Aún así, quedaban tres, los cuales parecían muy empeñados en hacerme tiras antes de darme el pasaporte para el otro barrio. Los golpes y las patadas caían sobre mí como lluvia espesa de primavera. El conocimiento empezó a huirme en medio de un continuo relampagueo de chispazos de todos los colores. Una intensa agonía me invadió y cesé de mover los brazos, incapaz de emitir la menor orden a mis entumecidos músculos.

—Ya está —oí una voz.

—Liquidémosle —dijo otro—. Ha visto demasiadas cosas. No puede salir con vida de aquí.

—Yo lo haré —dijo una voz tartajosa. Era la de «Granitos», que había recobrado el conocimiento.

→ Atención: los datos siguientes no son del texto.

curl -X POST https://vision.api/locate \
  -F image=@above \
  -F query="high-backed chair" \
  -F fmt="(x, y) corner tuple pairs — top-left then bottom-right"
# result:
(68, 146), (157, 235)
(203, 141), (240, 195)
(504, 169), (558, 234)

Vagamente, a través de una bruma rojiza, entreví el rostro del menudo pandillero que se arrastraba de rodillas hacia mí. En su mano derecha tenía el puñal que ya había visto más de una vez.

«Granitos» se detuvo a mi lado. Quise levantar las manos para defenderme, pero no pude, carecía de fuerzas. El forajido rió satisfecho.

El puñal se levantó, arrojando plateados destellos bajo la luz de la lámpara. Me dio la sensación de hallarme en el circo. Yo era el gladiador vencido y «Granitos» el triunfador. La plebe, representada por Hadoe y sus muchachos, había bajado el pulgar y ahora el ganador se disponía a propinarme el ictius gratiosus, el golpe de gracia. Una certera cuchillada en la yugular y todo habría acabado para mí.

Pero antes de que Luke pudiera descargar el golpe, sonó una voz conminatoria.

—¡Atrás! ¡Atrás todos, o dispararé!

La intimación fue acompañada por una corta pero atronadora ráfaga de ametralladora, que resonó dentro de la estancia con fenomenal estrépito.